Datasets
Introduction
ARES is an automatic RAG evaluation framework, and as such, it requires a few datasets to run.
The following are the datasets that ARES requires:
- In-domain prompts dataset
- Unlabeled evaluation set
- Labeled evaluation set (Optional, as ARES can create a lebeled evaluation set using machine labels in PPI! )
KILT Huggingface Dataset
To run ARES, you can evaluate it on any unlabeled evaluation set. However, if you would like to further test ARES, we have provided a filter to retrieve the KILT Huggingface dataset.
To load the dataset, use the following code:
Specify dataset name
Specify the name of the dataset you would like to use. Feel free to choose any including "nq", "hotpotqa", "wow", and "fever".
from ares import ARES
dataset = ares.KILT_Dataset(<specify dataset name>)
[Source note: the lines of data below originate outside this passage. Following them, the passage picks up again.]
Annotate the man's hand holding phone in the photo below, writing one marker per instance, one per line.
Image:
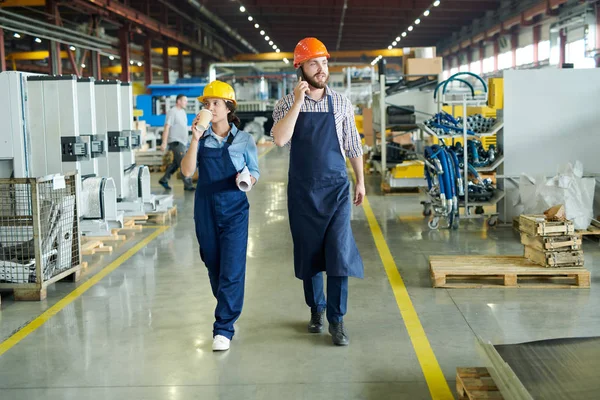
(301, 89)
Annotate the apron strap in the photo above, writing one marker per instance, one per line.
(330, 102)
(230, 139)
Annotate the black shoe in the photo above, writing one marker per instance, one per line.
(316, 322)
(165, 185)
(338, 334)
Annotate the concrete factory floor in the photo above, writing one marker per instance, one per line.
(144, 330)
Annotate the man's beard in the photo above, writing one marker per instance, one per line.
(316, 84)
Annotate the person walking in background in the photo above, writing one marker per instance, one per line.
(175, 136)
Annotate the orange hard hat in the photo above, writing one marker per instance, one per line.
(309, 48)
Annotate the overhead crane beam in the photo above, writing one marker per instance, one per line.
(273, 56)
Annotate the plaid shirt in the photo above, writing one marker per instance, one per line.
(345, 126)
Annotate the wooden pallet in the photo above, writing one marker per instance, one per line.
(476, 384)
(475, 272)
(129, 226)
(109, 238)
(93, 247)
(161, 218)
(591, 231)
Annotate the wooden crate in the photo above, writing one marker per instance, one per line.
(536, 225)
(555, 259)
(552, 243)
(475, 272)
(92, 247)
(161, 218)
(476, 384)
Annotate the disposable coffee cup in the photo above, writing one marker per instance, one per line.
(244, 181)
(204, 120)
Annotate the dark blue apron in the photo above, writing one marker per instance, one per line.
(319, 200)
(221, 218)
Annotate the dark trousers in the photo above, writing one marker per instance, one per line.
(337, 296)
(179, 150)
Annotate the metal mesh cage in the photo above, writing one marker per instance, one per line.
(39, 229)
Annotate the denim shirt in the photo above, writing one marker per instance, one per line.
(242, 151)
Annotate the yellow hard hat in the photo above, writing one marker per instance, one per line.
(218, 90)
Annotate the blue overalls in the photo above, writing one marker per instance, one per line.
(221, 218)
(319, 213)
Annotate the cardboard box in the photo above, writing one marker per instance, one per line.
(423, 66)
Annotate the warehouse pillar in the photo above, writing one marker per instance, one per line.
(2, 55)
(514, 44)
(124, 52)
(481, 55)
(147, 61)
(166, 62)
(496, 54)
(54, 60)
(537, 36)
(597, 36)
(193, 62)
(180, 61)
(96, 65)
(562, 49)
(469, 57)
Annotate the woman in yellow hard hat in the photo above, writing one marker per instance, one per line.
(221, 152)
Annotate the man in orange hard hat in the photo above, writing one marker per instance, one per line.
(318, 125)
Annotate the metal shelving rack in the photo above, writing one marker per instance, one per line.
(466, 99)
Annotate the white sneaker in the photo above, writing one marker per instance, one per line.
(220, 343)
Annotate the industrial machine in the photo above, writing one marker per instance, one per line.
(114, 117)
(42, 137)
(256, 91)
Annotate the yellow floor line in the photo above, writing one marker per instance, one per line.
(55, 309)
(438, 386)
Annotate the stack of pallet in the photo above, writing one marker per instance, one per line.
(551, 244)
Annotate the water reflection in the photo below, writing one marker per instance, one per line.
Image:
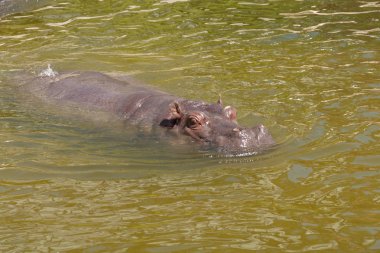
(307, 70)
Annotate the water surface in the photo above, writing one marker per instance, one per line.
(308, 70)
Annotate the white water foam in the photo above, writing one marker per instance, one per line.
(49, 72)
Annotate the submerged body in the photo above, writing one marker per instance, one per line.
(209, 124)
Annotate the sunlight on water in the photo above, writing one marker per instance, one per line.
(75, 180)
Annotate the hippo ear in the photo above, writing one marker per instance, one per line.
(173, 117)
(230, 112)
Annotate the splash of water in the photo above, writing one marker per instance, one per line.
(49, 72)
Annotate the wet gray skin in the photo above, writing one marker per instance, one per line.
(210, 125)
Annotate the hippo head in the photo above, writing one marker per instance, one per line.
(213, 125)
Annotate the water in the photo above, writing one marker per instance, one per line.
(308, 70)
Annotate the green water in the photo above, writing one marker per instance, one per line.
(308, 70)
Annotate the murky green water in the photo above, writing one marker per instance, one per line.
(309, 70)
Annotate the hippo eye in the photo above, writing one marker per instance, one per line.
(196, 120)
(192, 122)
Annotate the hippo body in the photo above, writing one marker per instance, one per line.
(208, 124)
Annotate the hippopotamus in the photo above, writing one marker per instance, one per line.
(209, 124)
# Specify "nq", "hotpotqa", "wow", or "fever"
In the dataset, you will retrieve different ratios of testing data, ensuring a diverse set of evaluation metrics.
SuperGLUE Huggingface Dataset
Futhermore, we have provided a filter to retrieve the SuperGLUE Huggingface dataset.
To load the dataset, use the following code:
Specify dataset name
Specify the name of the dataset you would like to use. Feel free to choose any including "record", "rte", "boolq", or "multirc".
from ares import ARES
dataset = ares.superGlue_dataset(<specify dataset name>)
# Specify "record", "rte", "boolq", or "multirc"
Remarks
The provided datasets can be used for conducting any tests you would like on ARES. The ratios represent the ground truth accuracies of the datasets. We have provided and will continue to curate tutorials here utilizing these datasets, showcasing ARES's robust RAG evaluations.